Xavier sort de l’ascenseur, tire un trousseau de clés de sa poche. Au moment où il ouvre la porte, Adèle, qui a ôté ses chaussures, pose ses mains sur sa taille. Il sursaute et pousse un cri.
« C’est toi ? Tu m’as fait peur. C’est un peu bizarre comme entrée en matière, non ? »
Elle hausse les épaules et pénètre dans la garçonnière.
Xavier parle beaucoup. Adèle espère qu’il ne va pas tarder à ouvrir la bouteille de vin qu’il a dans la main depuis maintenant un quart d’heure. Elle se lève et lui tend le tire-bouchon.

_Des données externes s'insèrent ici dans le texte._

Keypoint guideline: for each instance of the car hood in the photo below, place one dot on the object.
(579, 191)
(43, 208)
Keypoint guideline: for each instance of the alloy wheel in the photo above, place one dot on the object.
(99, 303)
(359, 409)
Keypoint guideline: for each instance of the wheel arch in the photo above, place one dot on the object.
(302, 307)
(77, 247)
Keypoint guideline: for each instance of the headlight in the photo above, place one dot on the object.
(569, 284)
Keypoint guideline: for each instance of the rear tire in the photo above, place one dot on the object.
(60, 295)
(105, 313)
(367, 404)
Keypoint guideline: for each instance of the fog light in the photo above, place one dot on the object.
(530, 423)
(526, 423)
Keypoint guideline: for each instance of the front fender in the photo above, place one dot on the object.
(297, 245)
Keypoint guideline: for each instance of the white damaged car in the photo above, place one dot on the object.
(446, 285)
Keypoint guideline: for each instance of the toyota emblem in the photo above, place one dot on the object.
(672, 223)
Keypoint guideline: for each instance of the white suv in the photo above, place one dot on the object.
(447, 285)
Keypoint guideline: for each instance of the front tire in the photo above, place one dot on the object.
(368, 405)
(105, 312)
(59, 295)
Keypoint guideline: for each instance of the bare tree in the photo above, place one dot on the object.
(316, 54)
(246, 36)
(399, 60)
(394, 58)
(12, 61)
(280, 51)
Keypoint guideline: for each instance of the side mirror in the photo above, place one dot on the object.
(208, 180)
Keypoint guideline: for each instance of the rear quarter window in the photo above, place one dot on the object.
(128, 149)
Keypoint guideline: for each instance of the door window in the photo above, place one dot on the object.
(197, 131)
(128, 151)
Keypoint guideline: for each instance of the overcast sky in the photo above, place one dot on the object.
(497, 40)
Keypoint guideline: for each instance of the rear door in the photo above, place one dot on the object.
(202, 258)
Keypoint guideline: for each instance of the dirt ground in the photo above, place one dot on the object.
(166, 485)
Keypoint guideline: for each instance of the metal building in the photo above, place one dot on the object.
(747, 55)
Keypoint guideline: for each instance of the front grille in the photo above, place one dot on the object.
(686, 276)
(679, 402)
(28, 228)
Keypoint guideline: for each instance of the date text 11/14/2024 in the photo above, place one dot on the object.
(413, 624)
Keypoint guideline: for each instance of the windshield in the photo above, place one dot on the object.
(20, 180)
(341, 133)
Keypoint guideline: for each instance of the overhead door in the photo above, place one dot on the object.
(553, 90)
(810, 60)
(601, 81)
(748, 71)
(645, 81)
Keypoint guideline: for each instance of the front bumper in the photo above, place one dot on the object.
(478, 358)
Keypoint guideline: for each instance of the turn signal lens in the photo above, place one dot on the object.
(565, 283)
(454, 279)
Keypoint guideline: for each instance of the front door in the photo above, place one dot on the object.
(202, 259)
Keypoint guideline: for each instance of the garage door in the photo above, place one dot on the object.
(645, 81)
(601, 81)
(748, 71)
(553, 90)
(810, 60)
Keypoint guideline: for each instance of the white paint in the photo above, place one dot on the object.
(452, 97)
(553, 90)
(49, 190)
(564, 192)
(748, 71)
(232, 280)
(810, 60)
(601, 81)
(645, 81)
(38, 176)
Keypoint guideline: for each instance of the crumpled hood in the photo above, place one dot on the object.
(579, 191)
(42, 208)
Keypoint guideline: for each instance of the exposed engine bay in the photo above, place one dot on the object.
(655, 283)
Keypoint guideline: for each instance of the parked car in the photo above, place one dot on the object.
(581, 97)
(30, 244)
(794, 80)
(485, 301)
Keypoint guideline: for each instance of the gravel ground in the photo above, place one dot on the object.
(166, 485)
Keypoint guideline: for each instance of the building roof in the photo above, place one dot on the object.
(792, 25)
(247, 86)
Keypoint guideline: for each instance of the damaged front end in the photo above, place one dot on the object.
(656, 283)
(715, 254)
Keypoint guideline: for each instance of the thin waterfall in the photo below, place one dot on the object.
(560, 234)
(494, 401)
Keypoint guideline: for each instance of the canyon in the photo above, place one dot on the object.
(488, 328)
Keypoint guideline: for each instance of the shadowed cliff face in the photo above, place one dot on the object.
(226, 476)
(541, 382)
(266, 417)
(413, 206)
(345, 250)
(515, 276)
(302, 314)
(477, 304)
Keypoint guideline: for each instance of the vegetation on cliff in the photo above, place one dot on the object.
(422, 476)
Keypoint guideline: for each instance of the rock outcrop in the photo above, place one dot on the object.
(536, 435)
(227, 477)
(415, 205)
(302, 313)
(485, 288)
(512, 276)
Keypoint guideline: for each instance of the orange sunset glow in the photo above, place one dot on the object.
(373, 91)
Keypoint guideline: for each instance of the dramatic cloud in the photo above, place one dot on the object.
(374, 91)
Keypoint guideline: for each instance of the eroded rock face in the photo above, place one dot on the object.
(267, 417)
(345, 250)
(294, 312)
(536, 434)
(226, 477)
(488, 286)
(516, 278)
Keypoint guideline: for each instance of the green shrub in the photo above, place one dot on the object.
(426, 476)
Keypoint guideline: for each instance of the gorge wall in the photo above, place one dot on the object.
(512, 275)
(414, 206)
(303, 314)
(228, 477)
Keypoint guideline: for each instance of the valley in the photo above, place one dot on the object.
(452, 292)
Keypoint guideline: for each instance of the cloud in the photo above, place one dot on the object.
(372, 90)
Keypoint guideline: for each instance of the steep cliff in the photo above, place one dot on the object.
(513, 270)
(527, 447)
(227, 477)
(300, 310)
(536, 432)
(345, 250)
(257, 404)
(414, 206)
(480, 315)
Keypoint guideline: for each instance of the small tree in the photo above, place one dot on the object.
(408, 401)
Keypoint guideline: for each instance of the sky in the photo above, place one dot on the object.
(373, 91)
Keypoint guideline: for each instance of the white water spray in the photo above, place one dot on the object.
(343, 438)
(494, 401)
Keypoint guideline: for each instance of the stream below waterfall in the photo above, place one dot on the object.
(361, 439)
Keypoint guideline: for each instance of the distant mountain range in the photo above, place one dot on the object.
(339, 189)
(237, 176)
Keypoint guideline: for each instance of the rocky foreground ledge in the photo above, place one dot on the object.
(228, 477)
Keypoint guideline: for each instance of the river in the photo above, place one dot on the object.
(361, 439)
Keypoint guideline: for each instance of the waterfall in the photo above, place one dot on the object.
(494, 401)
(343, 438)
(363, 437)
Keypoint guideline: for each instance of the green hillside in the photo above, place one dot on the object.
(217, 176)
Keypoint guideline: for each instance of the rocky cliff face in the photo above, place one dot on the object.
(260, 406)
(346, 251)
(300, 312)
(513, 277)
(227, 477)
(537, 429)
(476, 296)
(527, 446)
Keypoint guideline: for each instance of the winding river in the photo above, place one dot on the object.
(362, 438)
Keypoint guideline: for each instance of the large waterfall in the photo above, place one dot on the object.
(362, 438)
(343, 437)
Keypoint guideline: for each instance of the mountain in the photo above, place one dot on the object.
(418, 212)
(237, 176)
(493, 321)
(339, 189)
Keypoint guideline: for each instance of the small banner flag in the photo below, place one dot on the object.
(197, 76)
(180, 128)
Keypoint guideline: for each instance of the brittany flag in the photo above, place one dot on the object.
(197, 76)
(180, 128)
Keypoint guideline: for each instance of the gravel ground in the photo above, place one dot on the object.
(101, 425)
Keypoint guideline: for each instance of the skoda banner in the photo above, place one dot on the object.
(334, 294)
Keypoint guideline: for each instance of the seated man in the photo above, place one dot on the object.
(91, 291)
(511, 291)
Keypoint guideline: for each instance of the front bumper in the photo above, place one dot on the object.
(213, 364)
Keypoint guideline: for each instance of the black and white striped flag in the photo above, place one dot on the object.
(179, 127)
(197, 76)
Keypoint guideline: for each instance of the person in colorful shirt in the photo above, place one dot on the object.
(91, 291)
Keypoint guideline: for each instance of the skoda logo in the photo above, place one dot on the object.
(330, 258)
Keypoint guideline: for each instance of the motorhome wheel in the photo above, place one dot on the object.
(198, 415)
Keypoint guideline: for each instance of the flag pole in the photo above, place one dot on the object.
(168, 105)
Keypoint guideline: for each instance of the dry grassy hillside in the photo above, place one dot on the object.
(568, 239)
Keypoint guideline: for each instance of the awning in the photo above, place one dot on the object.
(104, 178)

C’est le moment qu’elle préfère.
Celui qui précède le premier baiser, la nudité, les caresses intimes. Ce moment de flottement où tout est encore possible et où elle est maîtresse de la magie. Elle boit une gorgée goulûment. Une goutte de vin glisse sur sa lèvre, le long de son menton et éclate contre le col de sa robe blanche avant qu’elle ait pu la retenir. C’est un détail de l’histoire et c’est elle qui l’écrit. Xavier est fébrile, timide. Il n’est pas impatient, elle lui sait gré de s’asseoir loin d’elle, sur cette chaise inconfortable. Adèle est installée sur le canapé, les jambes repliées sous elle. Elle fixe Xavier de son regard de marais, visqueux et impénétrable.
Il approche sa bouche et une onde électrique parcourt le ventre d’Adèle. La décharge atteint son sexe, le fait exploser, charnu et juteux, comme un fruit qu’on épluche. La bouche de l’homme a le goût du vin et des cigarillos. Un goût de forêt et de campagnes russes. Elle a envie de lui et c’est presque un miracle, une envie pareille. Elle le veut, lui, et sa femme, et cette histoire, et ces mensonges, et les messages à venir, et les secrets et les larmes et même l’adieu, inévitable. Il fait glisser la robe. Ses mains de chirurgien, longues et osseuses, effleurent à peine sa peau. Il a des gestes sûrs, agiles, délicieux. Il paraît détaché et tout à coup furieux, incontrôlable. Il a un sens certain de la dramaturgie, se réjouit Adèle. Il est si proche à présent qu’elle en a le vertige. Son souffle l’empêche de réfléchir. Elle est molle, vide, à sa merci.
Il l’accompagne à la station de taxi, écrase ses lèvres contre son cou. Adèle s’engouffre dans la voiture, sa chair encore gorgée d’amour, les cheveux emmêlés. Saturée d’odeurs, de caresses et de salive, sa peau a pris une teinte nouvelle. Chaque pore la dénonce. Son regard est mouillé. Elle a un air de chat, nonchalant et malicieux. Elle contracte son sexe et un frisson la parcourt tout entière, comme si le plaisir n’était pas totalement consommé et que son corps recelait des souvenirs encore si vivaces qu’elle pourrait à tout instant les convoquer et en jouir.